Mará, ¿In Memoriam?
¿Qué arco iris es este negro arco iris
que se alza?
–Elegía quechua anónima por la muerte de Atahualpa
Escribo esta nota aún desde la incredulidad. ¿Y cómo ceder al duelo cuando la noticia de su muerte parece más bien una broma pesada y siniestra, un chiste de mal gusto, una burla al amor y a la amistad, una mueca envidiosa, vulgar, grotesca contra la belleza y el pensamiento? ¿Qué arco iris es este negro arco iris que se alza? ¿Qué es este oscurecimiento súbito de la vida, este aguacero abandonado alevosamente en su resaca por el color y la luz? Lo que desconcierta es el desfase entre la duda mental y la intensidad de la punzada acá en el cuerpo. ¿Cómo es posible dolerse ante aquello cuya facticidad la razón sigue poniendo en duda, ante lo que resulta impensable por su llegada inesperada, intrusa y a destiempo? ¿Qué es aquello vaporoso que el sentimiento se apresta a bordear insensatamente cuando el pensamiento, más prudente o temeroso, tal vez intuyendo la magnitud de lo sucedido, se obstina en irle a la saga? ¿O será esa lentitud, esa demora del entendimiento, la que posibilite el dolerse de esto tan inimaginable sin llegar al más peligroso de los desgarramientos? Es desde esta suspensión, desde este vaivén entre la idea que frena y la sensación que se abisma, que miro a mi Mará allá en París y escucho lo que de ella ahora me han contando.

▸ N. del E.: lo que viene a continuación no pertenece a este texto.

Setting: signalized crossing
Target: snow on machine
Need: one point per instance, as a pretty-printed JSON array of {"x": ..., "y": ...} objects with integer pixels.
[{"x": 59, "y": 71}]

La miro allí y se me aparece no tanto en el drama de una pasión europea (que también era) sino en el de una vocación intelectual y crítica para la que Francia, con no pocas razones, devino emblema y significante. Mirándola allí también se me aparece una historia antigua con múltiples hilos y disímiles trayectorias que terminaron encallándonos en el mismo puerto, aquél al que se llega conociendo que en él no hay descanso alguno; que el lugar del arribo es siempre la promesa de una salida, y que de saberlo depende el lograr resguardarlo como espacio abierto para el pensamiento y para la vida.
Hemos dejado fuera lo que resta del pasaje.